It appears that I have fallen for that that appealing facade that is promoted as Eat Street. Little did I know that this is nothing other than a Potemkin like mirage that us "white people use to show our diversity and vibrancy as a culture." I stand corrected and wish to drop my usage of this street as a way to explain my feelings about racism when it comes to redistricting.
 
Lets look instead at the Voting Rights Act and the state prepared "Use of Racial Data in Redistricting." 
 
To summarize briefly, a key point of the states guide notes that the law not only prohibits  plans whose drafters intended to discriminate based on race. It prohibits any plan that will result in discrimination.
 
Sounds like a nice concept. Who could possibly want discrimination? Or at a minimum, who would publicly admit to wanting it?
 
Now we just need to know the details so we can be sure that even though we don't want discrimination, we don't discriminate by accident. The government is willing to help us with this by keeping track of peoples race. For the 2000 census the option existed for those being counted to report themselves as any one of six racial categories. Now don't forget that there can be racial combinations that raise these categories to a total of 63. I particularly am wondering if I have ever met any "Non-Hispanic Some Other Race plus Non-Hispanic Some Other Race and White" person. We need to remember that there are those among us of Spanish heritage as well, whom can be any race. Then we also have to keep track of voting age versus under 18 and so on. When the government gets done with this simple exercise they are happy to report that they can give you "504 potential categories of population for each block!" Trying hard to be politically incorrect, they offer that "where there is an unusual number of people checking multiple race categories, some additional categories may be needed."
 
I would think that with 504 potential categories they would have broken us down into enough groups to keep everyone happy. I submit that if we are really trying to represent racial groups that we have not gone far enough. Think of just the Asian category. We have a good size population of Tibetans in the cities. They are here because they were driven from the homes by the Chinese, who in our wisdom we label the same category. Of course whether that American of Chinese descent is a recent immigrant form Nationalist China, Mainland China, Hong Kong or if they first came to America in the 1800's to help build the first intercontinental railroads, they are all viewed the same. Asian.

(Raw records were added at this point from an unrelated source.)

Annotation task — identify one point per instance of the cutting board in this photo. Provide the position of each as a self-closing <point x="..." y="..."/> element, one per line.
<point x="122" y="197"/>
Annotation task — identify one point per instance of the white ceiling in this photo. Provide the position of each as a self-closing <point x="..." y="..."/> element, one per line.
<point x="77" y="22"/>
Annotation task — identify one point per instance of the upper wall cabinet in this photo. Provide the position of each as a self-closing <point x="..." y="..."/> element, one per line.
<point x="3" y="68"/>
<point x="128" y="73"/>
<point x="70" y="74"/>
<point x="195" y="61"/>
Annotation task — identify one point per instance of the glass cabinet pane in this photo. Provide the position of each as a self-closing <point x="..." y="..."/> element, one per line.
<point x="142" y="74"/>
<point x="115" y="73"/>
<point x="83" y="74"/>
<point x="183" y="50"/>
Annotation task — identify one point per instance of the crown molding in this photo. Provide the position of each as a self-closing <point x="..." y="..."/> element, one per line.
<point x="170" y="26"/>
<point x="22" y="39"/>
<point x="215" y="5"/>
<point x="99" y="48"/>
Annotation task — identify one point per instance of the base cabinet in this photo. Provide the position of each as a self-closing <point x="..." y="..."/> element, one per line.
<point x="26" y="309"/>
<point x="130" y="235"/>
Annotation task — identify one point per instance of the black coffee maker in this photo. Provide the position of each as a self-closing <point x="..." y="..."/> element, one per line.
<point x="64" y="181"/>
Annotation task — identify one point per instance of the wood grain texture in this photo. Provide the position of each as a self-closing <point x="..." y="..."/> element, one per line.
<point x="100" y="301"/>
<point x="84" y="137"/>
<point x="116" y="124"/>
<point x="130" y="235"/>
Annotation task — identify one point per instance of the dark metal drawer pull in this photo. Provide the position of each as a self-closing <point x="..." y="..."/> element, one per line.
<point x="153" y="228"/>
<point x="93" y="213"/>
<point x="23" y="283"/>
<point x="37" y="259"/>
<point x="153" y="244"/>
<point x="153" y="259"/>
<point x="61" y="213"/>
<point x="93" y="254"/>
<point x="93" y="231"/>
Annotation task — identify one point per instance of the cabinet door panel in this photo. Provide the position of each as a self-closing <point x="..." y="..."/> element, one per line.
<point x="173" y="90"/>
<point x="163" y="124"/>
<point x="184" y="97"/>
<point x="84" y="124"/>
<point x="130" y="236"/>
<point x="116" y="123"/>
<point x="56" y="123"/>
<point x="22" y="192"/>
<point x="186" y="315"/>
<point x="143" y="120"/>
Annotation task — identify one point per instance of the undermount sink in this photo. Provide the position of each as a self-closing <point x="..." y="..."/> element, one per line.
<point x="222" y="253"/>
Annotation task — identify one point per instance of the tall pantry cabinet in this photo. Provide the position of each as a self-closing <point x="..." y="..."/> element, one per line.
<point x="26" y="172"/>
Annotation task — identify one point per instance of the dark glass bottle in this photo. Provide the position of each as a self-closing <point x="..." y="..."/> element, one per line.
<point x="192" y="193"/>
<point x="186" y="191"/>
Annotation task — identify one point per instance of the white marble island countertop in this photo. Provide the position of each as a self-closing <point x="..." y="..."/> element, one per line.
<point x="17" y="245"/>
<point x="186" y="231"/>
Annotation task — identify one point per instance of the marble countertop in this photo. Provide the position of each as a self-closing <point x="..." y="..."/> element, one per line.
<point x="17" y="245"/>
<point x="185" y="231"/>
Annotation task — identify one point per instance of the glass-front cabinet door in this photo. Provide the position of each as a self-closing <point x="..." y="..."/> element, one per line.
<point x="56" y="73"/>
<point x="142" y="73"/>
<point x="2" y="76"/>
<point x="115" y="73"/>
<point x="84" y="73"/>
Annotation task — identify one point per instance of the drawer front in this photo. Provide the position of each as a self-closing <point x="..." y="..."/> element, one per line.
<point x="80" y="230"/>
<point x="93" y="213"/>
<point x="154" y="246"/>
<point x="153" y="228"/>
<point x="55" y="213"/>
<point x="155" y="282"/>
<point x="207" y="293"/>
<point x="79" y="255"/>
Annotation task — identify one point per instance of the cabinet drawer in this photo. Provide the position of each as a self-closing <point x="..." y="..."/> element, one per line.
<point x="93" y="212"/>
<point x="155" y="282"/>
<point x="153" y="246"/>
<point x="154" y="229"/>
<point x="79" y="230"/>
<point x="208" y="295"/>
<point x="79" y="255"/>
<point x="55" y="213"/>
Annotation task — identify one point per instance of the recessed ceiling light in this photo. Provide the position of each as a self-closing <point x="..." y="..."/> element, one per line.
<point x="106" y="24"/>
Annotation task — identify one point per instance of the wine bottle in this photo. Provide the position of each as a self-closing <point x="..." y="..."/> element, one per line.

They all share that Asian category with the Hindu from India and the Muslim from Pakistan. There is a category that has a tradition of similar political beliefs if I have ever seen one. Lets not forget the Japanese and how well they have gotten along with the Chinese over the centuries. I wonder how someone from the Philippines is categorized. Some are Catholic, some Muslim, some Communist. Are they considered of Spanish heritage? I'm sure they would like that, being labeled by the country that colonized them. That must make them feel special. Of course they live on an island so does that make them Pacific Islanders or Asians? Don't forget that Pacific Islanders come from islands in the Pacific unless they come from the Pacific island called Hawaii, in which case they are Native Hawaiians, unless of course they are of Spanish heritage or not Native Hawaiians but immigrants to Hawaii.
 
Now our government can see this might be getting a little confusing so they suggest a rule for allocating multiple race responses. The rules require that if there is a complaining minority they be "allocated all those who have indicated they are any part of that racial minority."
 
That makes sense. If one of my great-great-grandparents was an American Indian, and every other member of my family was White, I would be counted as Indian.
 
I stand by my belief. Racism should not be a part of redistricting. If we artificially create a ward or two that have a "minority majority" we with our best intentions have served to isolate that minority. We have put them in a racial ghetto. Council members outside those wards, if they carry racially based politics, will know that the minorities are kept in their own wards and they won't have to deal with them or any issues they might have come election time. With 504 potential categories and counting, I believe it is time to stop.
 
Lets start voting as Americans. Americans who disagree deeply on many issues, but acknowledge that we are Americans. Americans who can trace their heritage to many lands, but do that tracing from America. I'm really not so foolish as to believe Eat Street signifies the final coming together of all racial groups, the Dawning of the Age of Aquarius so to speak. I do like to fantasize however that it is more than a facade. I like to see it as a symbol of what can be if we turn ourselves from dividing us by our differences, to celebrating those differences.